After all, we only represented a small fraction in a company full of people with big ideas, passion and a will to accomplish great things together. We learned we did not need to travel this path alone. In fact, we discovered we could ask everyone in the company to step up as a "corporate leader"; a challenge many eagerly embrace as a welcomed addition to their core positions. Corporate leader, by my definition, is not a title but more a way of existence.

The first step we took to engage the leadership talent in our construction company was to identify six of our top field managers and six respected office-based managers and ask them to form a Field Leadership Team (FLT) and Office Leadership Team (OLT). These two teams have worked over the years on self-identified improvement initiatives, as well as taken tasks off the Executive Committee’s “strategic planning plate.” We have seen each of these teams do some amazing work improving our field and office operations in countless ways. We identify and appreciate them as corporate leaders and much of the success of the company is a result of their efforts!

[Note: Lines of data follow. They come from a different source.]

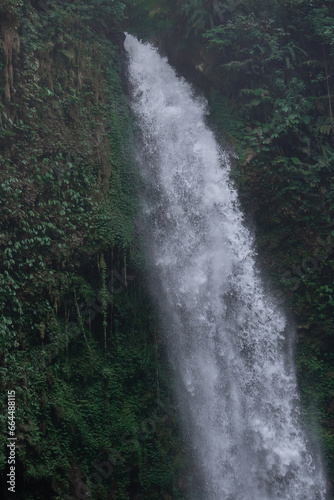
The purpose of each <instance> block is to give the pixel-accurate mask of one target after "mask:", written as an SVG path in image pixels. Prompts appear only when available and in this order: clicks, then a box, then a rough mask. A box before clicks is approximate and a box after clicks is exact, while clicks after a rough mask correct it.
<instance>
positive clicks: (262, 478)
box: [125, 35, 327, 500]
mask: <svg viewBox="0 0 334 500" xmlns="http://www.w3.org/2000/svg"><path fill="white" fill-rule="evenodd" d="M125 47H126V50H127V52H128V55H129V80H130V84H131V87H132V97H131V105H132V107H133V110H134V112H135V114H136V116H137V119H138V123H139V126H140V129H141V141H140V142H141V143H140V144H138V151H137V156H138V157H137V161H138V165H139V168H140V171H141V175H142V179H143V184H144V186H145V193H144V196H143V203H142V205H143V217H144V218H145V220H146V226H147V230H146V236H147V238H146V239H147V259H148V263H149V266H150V269H151V274H150V286H151V290H152V293H153V295H154V296H155V298H156V301H157V303H158V306H159V310H160V318H161V324H162V327H163V330H164V335H165V340H166V344H167V346H168V351H169V356H170V359H171V362H172V365H173V368H174V371H175V377H176V381H177V383H176V393H177V398H178V402H179V407H180V412H181V417H182V421H183V422H184V427H185V433H186V436H187V439H188V440H189V442H190V447H191V449H192V453H193V456H194V457H195V467H196V471H194V474H195V475H198V477H200V478H202V481H203V492H202V494H201V495H202V496H201V499H202V500H204V499H205V500H279V499H282V500H283V499H284V500H289V499H291V500H292V499H293V500H315V499H319V500H320V499H325V498H327V494H326V479H325V474H324V471H323V468H322V465H321V457H320V454H319V452H316V451H314V450H312V449H311V446H310V443H309V440H308V438H307V436H306V433H305V431H304V430H303V426H302V425H301V421H300V416H299V414H300V410H299V397H298V391H297V385H296V375H295V366H294V359H293V350H292V348H291V345H292V344H293V342H290V341H289V339H293V336H294V333H293V330H292V329H291V327H289V324H288V323H287V319H286V317H285V315H284V313H283V312H282V311H281V310H280V308H279V306H278V305H277V304H276V303H275V300H274V299H273V298H271V297H270V296H269V295H268V292H267V291H266V287H264V286H263V282H262V278H261V275H260V273H259V271H258V270H257V265H256V257H255V252H254V242H253V238H252V236H251V234H250V232H249V230H248V229H247V227H246V226H245V224H244V221H243V214H242V213H241V211H240V207H239V204H238V198H237V193H236V191H235V189H234V187H233V184H232V183H231V181H230V179H229V163H228V158H227V156H226V155H225V154H224V152H223V151H221V150H220V148H219V146H218V145H217V142H216V140H215V138H214V135H213V133H212V132H211V131H210V129H209V128H208V127H207V126H206V124H205V114H206V104H205V102H204V100H203V99H200V98H197V97H195V96H194V92H193V89H192V87H191V86H190V85H189V84H188V83H187V82H185V81H184V80H183V79H181V78H178V77H177V76H176V74H175V72H174V70H173V69H172V68H171V67H170V66H169V65H168V63H167V60H166V59H165V58H162V57H161V56H160V55H159V54H158V52H157V51H156V49H154V48H153V47H152V46H151V45H149V44H146V45H144V44H142V43H140V42H138V41H137V40H136V39H135V38H134V37H132V36H129V35H127V37H126V41H125ZM287 339H288V340H287ZM189 497H190V498H192V499H193V498H194V494H192V493H191V492H189Z"/></svg>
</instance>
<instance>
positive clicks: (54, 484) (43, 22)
mask: <svg viewBox="0 0 334 500" xmlns="http://www.w3.org/2000/svg"><path fill="white" fill-rule="evenodd" d="M47 4H50V5H47ZM123 12H124V4H123V3H122V2H119V1H116V0H115V1H111V0H110V1H107V0H105V1H102V0H95V1H94V2H91V1H88V0H87V1H80V2H60V1H59V2H58V1H56V2H45V3H44V2H17V1H16V2H11V1H8V0H6V2H5V6H4V7H3V8H2V11H1V13H2V14H3V17H2V18H1V19H2V23H3V24H2V29H3V33H5V34H6V37H7V38H6V43H7V45H6V43H3V44H2V46H1V52H0V62H1V67H2V68H5V71H4V72H3V75H2V76H1V90H0V92H1V93H0V111H1V120H0V147H1V151H0V165H1V168H0V206H1V212H2V217H1V221H0V226H1V227H0V256H1V269H0V315H1V322H0V372H1V389H2V391H1V393H2V394H3V395H5V394H6V392H7V390H13V389H14V390H15V391H16V408H17V413H16V424H17V448H16V451H17V469H16V470H17V475H16V485H17V491H18V495H17V498H20V499H23V500H30V499H31V500H32V499H33V500H36V499H41V500H42V499H45V498H50V499H59V498H64V497H63V495H64V494H65V497H66V495H68V497H69V498H78V494H79V495H81V497H82V496H83V495H86V496H87V495H90V498H95V499H105V498H107V497H109V496H113V498H115V499H118V500H120V499H129V498H134V497H135V495H137V494H140V495H145V498H147V499H152V500H153V499H156V498H171V497H172V498H179V492H178V485H177V476H178V474H179V473H180V472H176V471H181V467H180V462H181V459H180V450H179V448H180V439H179V438H178V435H177V422H176V420H175V410H174V408H173V406H172V405H171V404H170V395H169V389H168V382H166V380H168V374H165V367H164V361H163V352H162V350H161V346H160V344H159V340H158V339H157V335H156V330H155V328H156V327H155V317H154V314H153V311H151V310H150V308H149V305H148V303H149V300H148V298H147V297H146V295H145V293H144V291H143V290H142V288H141V286H140V283H139V280H134V278H133V277H136V275H137V274H138V273H139V272H140V270H139V269H138V267H136V263H137V262H138V261H139V259H138V256H137V253H136V249H135V244H136V243H137V242H136V241H135V236H134V224H133V219H134V217H135V215H136V187H137V186H136V185H137V179H136V175H135V173H134V167H133V164H132V161H131V123H130V116H129V112H128V106H127V100H126V97H125V95H124V91H123V87H122V82H121V76H122V75H121V60H120V43H121V41H122V37H123V34H122V22H123ZM18 25H19V30H18V32H17V33H18V34H17V36H18V37H19V41H18V40H17V38H16V34H15V33H16V29H15V28H16V27H17V26H18ZM7 29H8V30H9V31H6V30H7ZM13 33H14V34H15V36H14V35H13ZM4 36H5V35H4ZM11 75H13V78H12V77H11ZM122 270H124V272H125V278H124V277H123V275H122V274H121V273H122ZM116 271H117V272H118V273H119V274H118V276H121V278H120V279H122V280H123V278H124V280H123V281H122V283H121V284H120V283H119V282H117V274H116V275H114V274H113V273H114V272H116ZM115 276H116V278H115ZM130 276H131V277H132V279H131V280H130ZM115 280H116V281H115ZM160 351H161V352H160ZM157 353H159V354H158V355H157ZM6 405H7V401H6V398H5V397H3V398H2V400H1V415H3V416H4V417H5V414H6V410H5V409H6ZM4 417H3V418H2V420H1V430H0V438H1V448H0V449H1V453H0V461H1V464H2V466H3V478H5V477H6V475H5V474H6V473H7V470H6V468H5V465H6V460H7V449H6V447H5V444H6V439H7V434H6V421H5V418H4ZM106 461H107V462H108V463H110V464H112V466H113V471H112V473H110V474H109V475H107V476H106V477H105V476H103V474H102V473H100V475H99V476H97V469H96V467H95V465H96V464H97V465H98V464H100V463H103V462H106ZM156 464H159V466H157V465H156ZM94 474H95V475H94ZM97 483H98V484H97Z"/></svg>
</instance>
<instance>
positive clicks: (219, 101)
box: [131, 0, 334, 481]
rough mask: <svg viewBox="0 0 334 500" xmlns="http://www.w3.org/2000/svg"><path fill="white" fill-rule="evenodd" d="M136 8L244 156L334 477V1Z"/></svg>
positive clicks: (234, 3)
mask: <svg viewBox="0 0 334 500" xmlns="http://www.w3.org/2000/svg"><path fill="white" fill-rule="evenodd" d="M131 12H132V14H133V16H132V19H133V21H132V29H133V30H134V31H137V32H138V31H139V33H140V34H141V36H143V37H148V38H151V39H154V40H156V41H157V42H158V43H159V46H160V47H161V49H162V50H163V51H165V52H166V53H167V54H168V56H169V58H170V60H171V61H172V63H173V64H174V65H175V66H176V67H177V69H178V70H179V71H180V72H181V73H183V74H185V75H186V76H187V77H188V78H192V79H193V81H194V82H195V83H196V84H197V85H199V86H202V88H203V90H204V92H205V93H206V95H207V96H208V99H209V103H210V110H211V121H212V124H213V126H215V128H216V131H217V135H218V137H220V138H221V140H222V143H223V144H226V138H228V140H229V142H230V144H232V145H233V147H234V148H235V150H236V151H237V154H238V160H237V161H234V166H233V174H234V178H235V181H236V183H237V185H238V187H239V191H240V194H241V199H242V203H243V205H244V210H245V211H246V213H247V214H250V217H249V219H250V220H253V221H255V222H256V233H257V242H258V247H259V255H260V256H261V260H262V261H263V267H264V269H266V270H267V273H268V276H269V279H270V280H271V281H272V283H273V285H275V286H276V290H277V296H278V299H279V301H280V303H281V304H284V306H286V307H288V308H290V309H291V310H292V311H293V312H294V316H295V318H296V325H297V331H298V336H297V362H298V374H299V384H300V389H301V394H302V398H303V404H304V409H303V412H304V418H305V420H306V421H307V422H308V425H309V426H310V429H311V431H312V432H315V433H317V432H318V433H319V434H320V436H321V441H322V447H323V450H324V454H325V459H326V464H327V467H328V470H329V473H330V476H331V479H332V481H333V480H334V364H333V361H334V325H333V313H334V287H333V279H334V259H333V248H334V213H333V210H334V195H333V193H334V186H333V183H334V128H333V90H334V81H333V71H334V60H333V55H334V4H333V2H332V1H323V0H321V1H320V0H283V1H282V0H269V1H268V0H225V1H224V0H222V1H218V0H212V1H209V0H186V1H178V0H165V1H160V2H154V1H149V0H143V1H141V2H135V4H134V5H133V7H132V10H131ZM137 18H139V19H140V20H141V21H140V24H139V25H138V23H136V21H135V20H136V19H137Z"/></svg>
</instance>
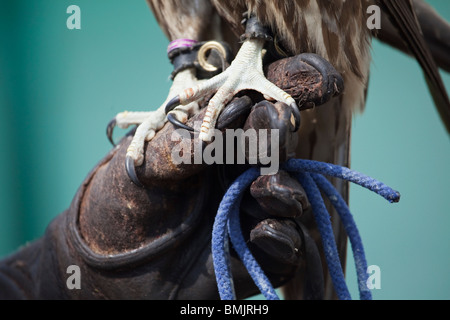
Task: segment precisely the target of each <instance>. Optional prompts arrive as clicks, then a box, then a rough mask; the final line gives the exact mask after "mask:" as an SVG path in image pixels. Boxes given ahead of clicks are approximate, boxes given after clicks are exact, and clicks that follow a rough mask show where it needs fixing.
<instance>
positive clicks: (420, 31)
mask: <svg viewBox="0 0 450 320" xmlns="http://www.w3.org/2000/svg"><path fill="white" fill-rule="evenodd" d="M147 2H148V3H149V5H150V7H151V9H152V11H153V13H154V15H155V17H156V19H157V21H158V23H159V25H160V26H161V28H162V30H163V31H164V33H165V34H166V35H167V37H168V38H169V40H171V41H173V40H176V39H181V38H187V39H194V40H197V41H206V40H220V41H225V42H227V43H229V44H230V45H231V47H232V49H233V51H234V53H238V52H240V51H239V49H240V47H239V44H240V41H239V37H240V35H242V34H243V33H244V32H245V28H244V26H243V25H242V23H241V21H242V16H243V14H244V13H246V12H247V13H249V14H252V15H254V16H256V18H257V19H258V20H259V21H260V23H261V24H262V25H264V26H266V27H268V28H270V30H271V31H272V33H273V35H274V38H275V40H276V42H277V45H278V46H279V47H280V48H282V49H283V51H284V52H285V53H286V54H287V55H289V56H292V55H296V54H300V53H316V54H318V55H320V56H322V57H323V58H325V59H326V60H328V61H329V62H330V63H331V64H332V65H333V66H334V67H335V68H336V70H337V71H338V72H340V73H341V75H342V76H343V78H344V83H345V88H346V89H345V92H344V93H343V94H342V95H341V96H339V97H337V98H334V99H332V100H331V101H330V102H328V103H327V105H324V106H323V107H320V108H315V109H311V110H305V111H303V112H302V126H301V128H300V130H299V141H301V143H300V144H299V147H298V150H297V152H296V154H297V157H299V158H304V159H313V160H318V161H324V162H331V163H335V164H339V165H343V166H349V162H350V161H349V150H350V128H351V116H352V113H353V112H355V111H361V110H363V108H364V104H365V97H366V89H367V81H368V78H369V69H370V61H371V56H370V44H371V39H372V37H373V36H379V37H380V39H382V40H384V41H386V42H388V43H391V44H395V45H396V46H397V47H398V48H400V49H401V50H403V51H405V52H408V53H410V54H412V55H413V56H415V57H416V58H417V60H418V62H419V63H420V65H421V66H422V68H423V70H424V73H425V76H426V78H427V82H428V84H429V87H430V89H431V92H432V95H433V97H434V100H435V102H436V105H437V108H438V110H439V112H440V114H441V117H442V119H443V122H444V123H445V125H446V126H447V129H449V131H450V103H449V101H448V97H447V94H446V92H445V88H444V86H443V84H442V80H441V79H440V76H439V73H438V70H437V67H436V63H435V61H434V59H433V56H434V57H437V58H438V61H439V63H440V65H443V66H447V67H448V66H449V65H450V64H449V58H448V55H447V54H445V52H446V51H445V50H446V49H448V43H449V42H448V41H447V42H446V41H445V39H443V37H445V36H442V35H441V34H444V35H448V34H449V32H448V30H450V27H449V26H448V24H447V23H445V21H442V20H439V23H440V24H439V26H438V27H439V28H441V29H444V30H447V32H441V33H439V32H435V31H436V30H435V29H433V28H432V27H431V26H432V24H430V23H429V20H430V19H432V18H434V17H436V16H437V14H435V13H434V12H433V11H432V9H431V8H430V7H429V6H427V5H424V4H423V2H422V1H419V0H416V1H414V3H417V4H416V5H415V7H414V5H413V2H412V1H408V0H362V1H361V0H333V1H330V0H292V1H285V0H272V1H264V0H233V1H231V0H229V1H224V0H147ZM370 5H378V6H379V7H380V8H381V9H382V18H383V27H384V26H386V28H383V29H381V30H380V31H379V32H378V33H377V32H374V31H373V30H369V29H368V28H367V27H366V22H367V19H368V13H367V8H368V6H370ZM414 8H415V9H414ZM415 10H416V11H417V12H418V13H419V14H418V16H417V15H416V13H415ZM418 17H419V18H418ZM419 21H420V23H419ZM420 24H422V25H424V26H425V28H424V31H425V35H427V34H430V37H429V39H433V40H434V42H433V44H434V46H432V48H433V52H430V51H429V49H428V47H427V42H426V40H425V39H424V37H423V36H422V30H421V28H420ZM431 35H434V37H432V36H431ZM441 40H442V41H441ZM430 41H431V40H430ZM430 41H429V43H431V42H430ZM246 43H247V41H246ZM442 43H446V45H447V47H446V45H442ZM245 46H247V45H244V46H243V47H245ZM258 50H260V49H258ZM442 52H444V54H442ZM238 56H239V54H238ZM254 57H257V55H255V56H254ZM218 77H220V75H219V76H218ZM222 77H223V76H222ZM261 81H262V80H261ZM224 83H225V84H226V86H228V84H227V82H225V80H224V81H223V82H221V84H220V85H219V86H217V87H214V88H213V89H215V90H219V91H220V92H221V90H222V88H223V86H224ZM198 84H199V82H198V80H197V79H196V78H195V70H192V69H187V70H185V71H183V72H181V73H179V75H177V77H175V79H174V87H173V88H172V90H171V92H170V94H169V97H168V99H167V100H166V102H164V103H163V105H162V106H161V107H160V109H158V111H155V112H152V113H141V114H138V115H137V117H136V118H133V116H136V114H132V115H130V114H126V115H124V114H121V115H119V116H118V117H116V121H117V123H118V124H119V125H122V126H123V127H126V126H128V125H130V124H141V126H140V127H138V129H137V132H136V136H135V139H134V140H133V143H132V145H131V146H130V148H131V150H130V151H129V153H130V155H131V156H132V158H133V160H135V162H136V164H137V165H140V164H141V163H142V161H143V145H144V141H145V140H146V139H147V140H148V139H151V138H152V137H153V135H154V134H155V132H156V131H157V130H158V129H159V128H161V127H162V125H163V124H164V123H165V121H166V119H165V114H164V113H163V111H162V110H163V107H164V106H165V105H166V103H167V102H168V101H170V100H172V98H174V97H176V95H177V94H180V93H181V94H182V89H185V88H191V87H195V86H198ZM183 87H184V88H183ZM199 88H200V87H199ZM202 89H203V87H202ZM210 89H211V88H210ZM199 92H200V94H201V93H204V92H208V93H209V92H210V91H207V90H206V91H205V90H204V91H201V90H199ZM234 93H235V91H230V94H229V96H232V94H233V95H234ZM262 93H263V94H267V95H268V96H271V97H272V98H275V99H276V100H280V99H282V98H281V97H280V98H279V97H278V96H274V94H272V91H270V90H269V93H267V92H262ZM404 94H407V93H404ZM227 99H228V98H227ZM227 99H222V100H220V101H218V102H219V103H222V104H224V103H225V102H226V101H228V100H227ZM185 100H186V99H185ZM186 104H187V106H185V107H184V109H183V108H181V109H178V108H177V109H175V111H176V112H178V114H177V117H178V118H179V119H180V120H181V121H183V120H186V119H187V116H188V113H189V112H195V110H197V109H198V105H196V102H195V99H191V100H186ZM214 107H215V106H214ZM177 110H178V111H177ZM212 110H213V111H214V110H215V111H217V113H218V112H220V108H219V109H214V108H213V109H212ZM186 112H187V113H186ZM213 116H214V117H217V116H218V114H212V115H211V117H213ZM209 120H212V119H209ZM213 123H214V122H213ZM206 140H207V139H206ZM336 184H338V185H337V188H338V189H339V190H340V192H341V194H342V195H343V196H344V197H347V194H348V188H347V185H346V184H344V183H342V184H339V183H338V182H336ZM329 211H330V214H331V215H332V221H333V225H334V228H335V229H334V231H335V236H336V240H337V244H338V249H339V251H340V253H341V261H345V252H346V243H347V237H346V234H345V231H344V230H343V228H342V226H341V224H340V223H339V218H338V216H337V214H336V213H335V211H334V210H332V209H331V208H329ZM309 226H310V228H311V233H312V236H313V237H314V238H315V239H316V242H317V243H318V245H319V246H320V241H319V235H318V234H317V232H314V230H315V227H314V222H312V221H311V222H310V223H309ZM324 272H325V273H326V271H324ZM295 286H296V283H295V281H294V282H292V283H291V284H289V285H288V287H287V289H286V292H287V297H288V298H292V297H298V296H299V292H298V290H296V289H295ZM332 297H333V289H332V284H331V281H329V280H327V281H326V298H332Z"/></svg>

As we approach the fourth quarter of 2019, we a readying ourselves for the development of our 2023, three-year Strategic Plan. Many corporate leaders will be attending our three-day, overnight retreat. The biggest group is our “Leadership Council” made up of the Executive Committee, OLT and FLT. This group does a lot of heavy lifting. Each council member is an integral part of our planning, execution and success. The Leadership Council is not the end of corporate leadership, however. We also will bring in dozens of additional corporate leaders from throughout the company, who in the past have been happy and honored to assist in making our company stronger. They, along with the balance of our team, all are asked to contribute to the success of our company with ideas and execution on a daily basis. They lead the corporation into a better place, so why not ask for their ideas and earn their buy-in?  I’ve come to truly understand the burden and ineffectiveness of an isolated, centralized leadership model and have come to embrace the old adage that “many hands make light work”!